GILANGNEWS.COM - Jaringan Buruh Migran (JBM) menyebut jumlah kasus kematian Tenaga Kerja Indonesia (TKI) meningkat. Padahal, kasus pekerja migran secara keseluruhan menurun.
Berdasarkan data Badan Nasional Penempatan dan Perlindungan Tenaga Kerja Indonesia (BNP2TKI), Sekretaris Nasional JBM Savitri Wishnuwardhani mengatakan, kasus kematian TKI mencapai 217 orang pada tahun lalu. Jumlah itu bertambah 27 kasus dibandingkan tahun sebelumnya, yaitu 190 kasus kematian.
"Terdapat 4.860 pengaduan di 2016. Di tahun berikutnya, ada 4.475 aduan. Jadi, berkurang 425 kasus buruh migran. Tapi, yang meninggal dunia meningkat. Di 2016, 190 buruh migran kita meninggal. Di tahun lalu, ada 217 orang yang meninggal," tutur Savitri, Minggu (25/2).

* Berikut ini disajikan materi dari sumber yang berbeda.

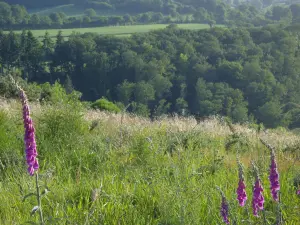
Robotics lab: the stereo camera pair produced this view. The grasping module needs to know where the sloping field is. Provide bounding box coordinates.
[0,99,300,225]
[10,23,213,37]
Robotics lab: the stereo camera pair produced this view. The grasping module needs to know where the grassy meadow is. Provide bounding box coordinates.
[8,23,209,38]
[0,97,300,225]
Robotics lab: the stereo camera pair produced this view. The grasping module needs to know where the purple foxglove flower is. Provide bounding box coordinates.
[20,89,39,176]
[236,179,247,206]
[220,195,230,224]
[252,177,265,216]
[269,151,280,202]
[236,162,247,206]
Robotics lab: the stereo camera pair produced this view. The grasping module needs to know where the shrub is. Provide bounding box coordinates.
[91,98,121,113]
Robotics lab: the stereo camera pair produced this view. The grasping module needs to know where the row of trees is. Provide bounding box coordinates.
[0,25,300,127]
[0,0,300,29]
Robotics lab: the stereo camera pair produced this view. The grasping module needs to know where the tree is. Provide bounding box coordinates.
[11,5,28,24]
[49,13,63,25]
[134,81,155,104]
[0,2,12,25]
[258,101,282,128]
[40,16,52,27]
[29,14,41,25]
[117,80,135,106]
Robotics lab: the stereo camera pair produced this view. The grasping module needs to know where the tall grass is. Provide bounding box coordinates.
[0,99,300,225]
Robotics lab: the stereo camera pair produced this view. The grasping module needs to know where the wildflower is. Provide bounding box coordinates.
[252,176,265,216]
[269,150,280,201]
[20,89,39,176]
[217,187,230,224]
[236,162,247,206]
[221,195,230,224]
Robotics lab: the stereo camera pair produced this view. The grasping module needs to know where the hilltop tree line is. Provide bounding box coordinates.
[0,0,300,29]
[0,25,300,127]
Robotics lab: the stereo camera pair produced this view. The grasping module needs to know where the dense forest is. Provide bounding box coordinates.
[0,25,300,127]
[0,0,300,29]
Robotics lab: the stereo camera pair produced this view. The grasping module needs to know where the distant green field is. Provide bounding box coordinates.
[9,24,213,38]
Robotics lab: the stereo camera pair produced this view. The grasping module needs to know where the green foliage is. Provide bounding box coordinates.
[91,98,121,113]
[0,22,300,128]
[0,103,300,224]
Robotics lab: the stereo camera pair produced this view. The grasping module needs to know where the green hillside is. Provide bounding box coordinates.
[6,24,209,38]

Buruh migran yang meninggal, ia melanjutkan, kebanyakan berbasis di Taiwan dan Malaysia. Harap maklum, kedua negara tersebut merupakan tujuan yang paling banyak dipilih TKI.

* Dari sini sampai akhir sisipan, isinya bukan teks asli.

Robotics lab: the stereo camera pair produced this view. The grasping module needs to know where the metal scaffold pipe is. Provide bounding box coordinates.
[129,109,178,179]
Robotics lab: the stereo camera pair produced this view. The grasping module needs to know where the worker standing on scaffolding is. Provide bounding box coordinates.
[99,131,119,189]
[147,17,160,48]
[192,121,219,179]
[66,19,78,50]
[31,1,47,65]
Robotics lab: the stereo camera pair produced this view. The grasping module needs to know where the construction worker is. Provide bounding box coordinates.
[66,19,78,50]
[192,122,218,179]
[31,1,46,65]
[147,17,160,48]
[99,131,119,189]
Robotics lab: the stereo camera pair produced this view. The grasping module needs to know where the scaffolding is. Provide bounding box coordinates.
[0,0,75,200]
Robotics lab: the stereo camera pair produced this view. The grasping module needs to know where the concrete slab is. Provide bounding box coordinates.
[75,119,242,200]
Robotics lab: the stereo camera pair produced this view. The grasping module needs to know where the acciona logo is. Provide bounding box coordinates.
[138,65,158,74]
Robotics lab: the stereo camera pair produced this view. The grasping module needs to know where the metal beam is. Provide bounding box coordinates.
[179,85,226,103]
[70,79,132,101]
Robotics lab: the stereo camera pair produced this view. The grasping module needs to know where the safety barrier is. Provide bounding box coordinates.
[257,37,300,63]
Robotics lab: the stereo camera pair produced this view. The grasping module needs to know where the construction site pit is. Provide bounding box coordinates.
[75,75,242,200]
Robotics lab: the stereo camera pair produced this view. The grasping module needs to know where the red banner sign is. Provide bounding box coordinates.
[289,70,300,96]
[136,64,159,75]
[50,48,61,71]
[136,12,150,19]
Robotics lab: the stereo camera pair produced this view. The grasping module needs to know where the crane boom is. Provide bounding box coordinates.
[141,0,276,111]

Kendati demikian, data tersebut tidak memperlihatkan apakah kasus kematian itu diakibatkan oleh kekerasan.
Kasus buruh migran kembali menjadi sorotan setelah Adelina, pekerja asal Nusa Tenggara Timur (NTT) di Malaysia, yang meninggal lantaran perlakuan tidak layak majikan, seperti tidak memberikan makanan dan membiarkan Adelina tidur dengan anjing.
Pekerja Gelap
Selain kematian, JBM juga mencatat peningkatan kasus pekerja migran yang tidak berdokumen alias ilegal, yaitu sebanyak 254 orang. Sementara, kasus overcharging (kelebihan jam kerja) dan overstay (tinggal lebih lama daripada waktu yang ditentukan) meningkat 33 orang dibandingkan 2016 lalu.
Serikat Buruh Migran Indonesia (SBMI ) juga melaporkan telah melihat peningkatan kasus pelanggaran kontraktual sebanyak 1.050 kasus selama periode 2016-2017.
Menurut Savitri, belum menurunnya kasus pekerja migran dikarenakan kebijakan tata kelola perlindungan pekerja migran yang belum terimplementasi dan diawasi dengan baik.
Meskipun UU Perlindungan Pekerja Migran Indonesia telah disahkan, namun masih belum bisa diimplementasikan karena masih dalam masa transisi dua tahun.
"Kasus-kasus ini masih terjadi karena kita masih menggunakan undang-undang turunan dari UU PPMI yang disahkan di 2017 yaitu UU 39/2004," katanya.